I use a summit, or a summit, or a summit....... or I use a summit.. OH! and an old API Bowhunter. I gots summits stashed from one end of this county to the other, one on the porch and another in the back of the truck.


----------



## Jayin J (Oct 13, 2009)

I use Ameristep from BPS  weighs 22 lbs


----------



## Hankus (Oct 13, 2009)

Fat Cat, mostly open, and climbs the pines I hunt real well.


----------



## Tikki (Oct 13, 2009)

gorilla lock on stands with ameristep rapid rails.


----------



## Dennis (Oct 13, 2009)

Summit ss viper with mod. seat


----------



## BOFF (Oct 13, 2009)

Lone Wolf with the hand climber.
An earlier version of the Gorilla Silverback Magnum, and climbing sticks.


----------



## SOS (Oct 13, 2009)

For run and "gun" on public land or to try a new location, an open front Summit - can't remember which model name.  For my home hunting, ladderstands or lock-ons of various makes and climbing sticks.


----------



## Rare Breed (Oct 13, 2009)

May I suggest the Tree Saddle by trophy line they are very effective bow hunting tools.


----------



## bownarrow (Oct 14, 2009)

i'm with you RB, i mentioned the Tree Saddle above, just left out the company---heck, my first one was when it was still Greene's Tree Saddle but i do like this later one better. They're the ultimate run-and-gun stands and work great for those trips way back in the timber


----------



## Husky Bottoms (Oct 15, 2009)

I have an old summit viper, when they had blow up seats and no fornt rail, kinda like what they call an open shot now, but a ton more comfortable, Love that thing!!!


----------



## RogerB (Oct 15, 2009)

I have both Summit Vipers and Ole' Man tree stands.
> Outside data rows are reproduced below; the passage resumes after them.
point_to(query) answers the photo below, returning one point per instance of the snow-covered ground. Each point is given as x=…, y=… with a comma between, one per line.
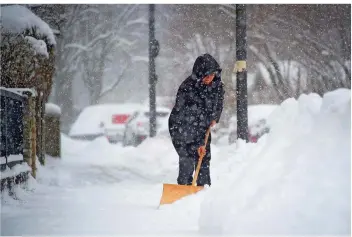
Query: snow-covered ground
x=295, y=180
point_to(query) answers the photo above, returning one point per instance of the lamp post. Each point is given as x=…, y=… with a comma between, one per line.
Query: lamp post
x=241, y=73
x=153, y=53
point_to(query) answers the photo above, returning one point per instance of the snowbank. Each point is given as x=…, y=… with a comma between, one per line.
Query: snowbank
x=16, y=19
x=297, y=180
x=94, y=119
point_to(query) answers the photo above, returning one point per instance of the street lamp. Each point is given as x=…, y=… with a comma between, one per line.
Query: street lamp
x=241, y=73
x=153, y=53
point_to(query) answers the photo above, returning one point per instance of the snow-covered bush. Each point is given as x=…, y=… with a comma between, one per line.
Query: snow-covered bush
x=27, y=50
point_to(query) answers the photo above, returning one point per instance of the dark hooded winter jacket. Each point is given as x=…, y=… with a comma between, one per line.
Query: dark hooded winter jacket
x=197, y=104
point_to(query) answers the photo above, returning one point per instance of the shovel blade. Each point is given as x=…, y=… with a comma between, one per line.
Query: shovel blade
x=174, y=192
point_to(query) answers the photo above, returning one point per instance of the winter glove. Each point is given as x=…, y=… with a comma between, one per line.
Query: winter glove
x=201, y=151
x=213, y=123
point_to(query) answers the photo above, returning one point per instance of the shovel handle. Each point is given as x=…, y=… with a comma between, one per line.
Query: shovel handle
x=194, y=182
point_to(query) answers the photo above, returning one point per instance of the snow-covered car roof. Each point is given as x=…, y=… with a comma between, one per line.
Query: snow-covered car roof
x=256, y=113
x=91, y=118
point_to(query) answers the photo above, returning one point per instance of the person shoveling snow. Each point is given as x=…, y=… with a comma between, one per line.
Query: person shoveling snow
x=198, y=107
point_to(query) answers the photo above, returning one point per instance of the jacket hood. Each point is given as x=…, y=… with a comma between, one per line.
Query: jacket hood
x=205, y=65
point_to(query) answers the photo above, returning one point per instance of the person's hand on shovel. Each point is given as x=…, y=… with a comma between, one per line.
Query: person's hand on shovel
x=213, y=123
x=201, y=151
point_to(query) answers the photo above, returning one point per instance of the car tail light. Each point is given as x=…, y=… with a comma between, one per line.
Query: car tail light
x=120, y=118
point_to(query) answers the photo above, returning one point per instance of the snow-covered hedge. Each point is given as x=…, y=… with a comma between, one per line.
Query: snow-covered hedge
x=27, y=48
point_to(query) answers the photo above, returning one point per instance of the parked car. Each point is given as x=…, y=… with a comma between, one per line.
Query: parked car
x=137, y=128
x=257, y=123
x=102, y=120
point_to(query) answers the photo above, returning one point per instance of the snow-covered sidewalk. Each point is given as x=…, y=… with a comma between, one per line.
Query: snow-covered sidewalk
x=295, y=180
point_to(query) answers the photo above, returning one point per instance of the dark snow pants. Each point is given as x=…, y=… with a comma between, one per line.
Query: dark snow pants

The Summit is more comfortable (but not much) but the Ole' Man is easier to shoot a trad bow from. The way the side bars fold in next to the tree and the fact that the seat doesn't sit as low gives the Ole' Man more clearance.
If a animal is close, requiring much of a downward angle, they both require leaning out a good bit.
I used to hunt from a Loggy Bayou, which I used to say was the best bow hunting stand made. Now that I am more prone to sleeping on the stand, I just don't feel comfortable without something around me.


----------



## Rare Breed (Oct 15, 2009)

bownarrow said:


> i'm with you RB, i mentioned the Tree Saddle above, just left out the company---heck, my first one was when it was still Greene's Tree Saddle but i do like this later one better. They're the ultimate run-and-gun stands and work great for those trips way back in the timber



The Green family still owns and runs Trophy line it's just a new name and your right the new one's are light years ahead of the old leather ones. I started hunting out of these after I started hunting in the mid west. With very few trees to climb or hang a lock-on they are really (and the alike stands) are my only options and now I absolutely love them, you are always in a shooting position and stand out alot less than climbers and lock-ons. They truly give the bow hunter the upper hand.


----------



## HCA59 (Oct 17, 2009)

Summit Viper Classic


----------



## John Cooper (Oct 23, 2009)

just got a new to me loc-on windwalker and fixin to get some climbing spikes and belt and then some rope-on tree steps.........this will be my everything stand.


----------



## NCHillbilly (Oct 28, 2009)

I have an old Brent Hunt Whitetail climber that I've hunted out of for fifteen years or so, and an API. I like both of them.


----------